All of which brings me to a recent flap that arose when Lawrence Griffith gave a no-nonsense talk to Walsingham Academy’s middle schoolers about the dangers of sex and the transmission of the AIDS virus.  Like in Staten Island, parents here were upset with Griffith for explaining terms like “blow job” and “anal penetration” as part of his presentation.

 

Well, good for him. 

 

How much better it is to alert students in an academic setting about sexual truths and explain terms they’ve heard tossed around in the halls than to rely on what went on before sex education courses were introduced.  

 

Like most boys, I was becoming aware of things sexual around age 10 or 11. But it wasn’t until I was 13 that my father and I had our traditional man talk.
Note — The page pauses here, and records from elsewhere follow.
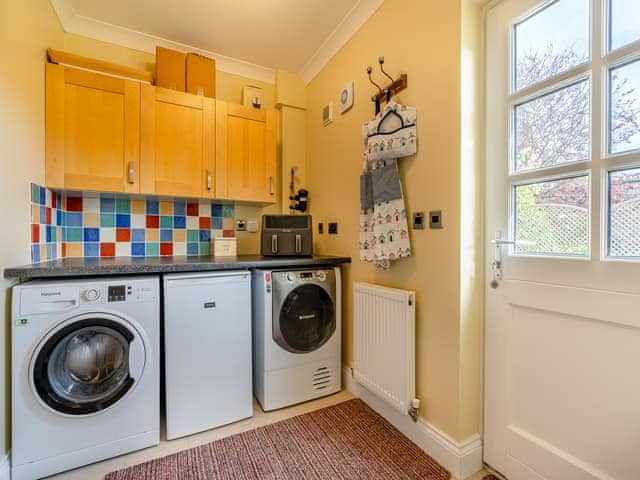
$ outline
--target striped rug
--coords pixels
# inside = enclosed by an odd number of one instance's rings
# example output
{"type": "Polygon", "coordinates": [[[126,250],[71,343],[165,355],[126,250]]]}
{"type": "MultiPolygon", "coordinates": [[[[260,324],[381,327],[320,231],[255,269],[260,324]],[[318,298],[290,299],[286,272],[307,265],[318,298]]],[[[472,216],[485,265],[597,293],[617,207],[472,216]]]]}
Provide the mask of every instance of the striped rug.
{"type": "Polygon", "coordinates": [[[447,480],[359,399],[112,472],[105,480],[447,480]]]}

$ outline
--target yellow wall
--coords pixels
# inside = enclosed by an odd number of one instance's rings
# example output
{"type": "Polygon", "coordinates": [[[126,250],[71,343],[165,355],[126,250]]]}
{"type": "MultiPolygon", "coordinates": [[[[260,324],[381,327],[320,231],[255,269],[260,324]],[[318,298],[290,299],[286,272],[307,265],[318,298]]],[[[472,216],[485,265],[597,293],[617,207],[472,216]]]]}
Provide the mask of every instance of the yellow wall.
{"type": "Polygon", "coordinates": [[[353,281],[415,290],[421,415],[458,440],[480,428],[478,318],[461,321],[462,10],[460,0],[386,0],[307,87],[311,213],[315,222],[339,222],[338,235],[316,235],[316,248],[353,258],[343,283],[343,361],[353,360],[353,281]],[[358,260],[361,124],[373,116],[375,93],[366,67],[373,65],[383,83],[379,55],[392,75],[408,75],[409,87],[396,100],[418,109],[419,152],[399,160],[409,216],[442,210],[444,222],[442,230],[412,230],[413,256],[388,272],[358,260]],[[341,115],[340,87],[351,80],[355,103],[341,115]],[[334,121],[323,127],[321,109],[330,100],[334,121]]]}
{"type": "MultiPolygon", "coordinates": [[[[11,225],[0,235],[0,275],[10,265],[30,262],[29,183],[44,182],[44,63],[48,47],[127,65],[147,71],[155,69],[154,56],[86,37],[67,34],[48,0],[0,1],[0,205],[2,222],[11,225]]],[[[261,86],[265,108],[275,108],[275,86],[225,72],[217,72],[218,98],[241,103],[242,87],[261,86]]],[[[278,165],[281,164],[278,154],[278,165]]],[[[279,212],[278,204],[262,209],[238,205],[236,217],[259,219],[263,212],[279,212]]],[[[238,251],[257,253],[259,235],[238,235],[238,251]]],[[[0,322],[0,461],[10,444],[9,405],[9,288],[3,280],[0,304],[5,321],[0,322]]]]}

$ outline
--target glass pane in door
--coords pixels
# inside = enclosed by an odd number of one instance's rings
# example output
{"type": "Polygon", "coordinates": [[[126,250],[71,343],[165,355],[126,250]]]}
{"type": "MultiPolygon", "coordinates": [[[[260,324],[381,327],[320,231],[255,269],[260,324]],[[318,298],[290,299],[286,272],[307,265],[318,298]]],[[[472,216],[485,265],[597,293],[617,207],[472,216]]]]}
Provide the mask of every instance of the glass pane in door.
{"type": "Polygon", "coordinates": [[[589,59],[589,0],[556,0],[514,27],[515,90],[589,59]]]}
{"type": "Polygon", "coordinates": [[[585,257],[589,253],[587,175],[516,185],[516,254],[585,257]]]}

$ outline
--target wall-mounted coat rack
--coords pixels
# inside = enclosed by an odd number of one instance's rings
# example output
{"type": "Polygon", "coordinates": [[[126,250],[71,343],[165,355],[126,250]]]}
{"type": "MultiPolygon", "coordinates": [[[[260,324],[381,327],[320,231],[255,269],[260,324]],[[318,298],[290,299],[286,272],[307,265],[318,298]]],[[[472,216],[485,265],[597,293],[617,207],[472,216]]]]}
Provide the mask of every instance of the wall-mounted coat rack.
{"type": "Polygon", "coordinates": [[[371,67],[371,65],[369,65],[367,67],[367,75],[369,76],[369,82],[371,82],[371,84],[374,85],[378,89],[378,93],[375,94],[373,97],[371,97],[371,101],[373,101],[373,103],[376,106],[376,115],[378,113],[380,113],[380,105],[383,102],[389,102],[393,95],[395,95],[396,93],[401,92],[402,90],[407,88],[407,74],[406,73],[403,73],[399,77],[394,79],[384,69],[384,57],[383,56],[378,57],[378,63],[380,64],[380,71],[383,73],[383,75],[385,77],[387,77],[390,80],[390,83],[388,83],[384,87],[381,87],[380,85],[378,85],[371,78],[371,74],[373,73],[373,67],[371,67]]]}

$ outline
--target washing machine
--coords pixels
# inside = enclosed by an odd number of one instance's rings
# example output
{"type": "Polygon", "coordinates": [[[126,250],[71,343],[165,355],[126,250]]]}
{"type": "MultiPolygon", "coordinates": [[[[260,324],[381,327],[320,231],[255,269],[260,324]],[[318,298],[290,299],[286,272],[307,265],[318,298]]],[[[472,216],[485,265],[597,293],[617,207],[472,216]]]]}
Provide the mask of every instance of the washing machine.
{"type": "Polygon", "coordinates": [[[254,270],[254,394],[263,410],[341,388],[340,268],[254,270]]]}
{"type": "Polygon", "coordinates": [[[12,297],[11,478],[157,445],[159,278],[34,281],[12,297]]]}

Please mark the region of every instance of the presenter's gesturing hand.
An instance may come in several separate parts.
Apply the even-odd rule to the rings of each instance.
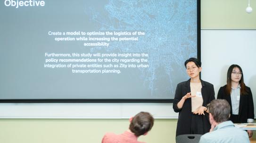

This lasted all of five minutes, and from it  I learned that stork-delivered babies ranked right up there with Santa Claus.  

 

I was then given a book from the Middle Ages about sex for boys and told to read it.

 

Among other things, I read that “autoeroticism inevitably results in blindness.” Since I had no idea what autoeroticism meant, I checked it in the dictionary and immediately became terrified. Obviously, given the way things were going, I would be blind by age 15. 

 

In anticipation of this horrific development I started closing my eyes and, when my parents were out, wandering around the house as though blind to make sure I knew where everything was by touch. I took special care with things in the bathroom and the refrigerator and could soon differentiate between a loaf of bread and leftover liver.  

 

I also taught myself touch typing, just in case I needed to write a report for school or was reduced to writing novels for a living. It never occurred to me that I wouldn’t be able to read. Otherwise I probably would have gotten into Braille. 

 

On the other hand, I was aware of all the sexual slang my friends used, though I couldn’t have told you what a “blow job” really consisted of.  Nor was I sure why, if you really hated someone, you referred to him as a “homo.” 

 

So yes, I would have definitely profited from a course in sex ed and been happy to have a man like Griffith explain it all to me, including why I still have my eyesight.  

 

Who knows? If our human ancestors had had a course in sex ed and knew how DNA worked, perhaps they would have shied away from those hairy dimwits whose genes we have unwittingly inherited.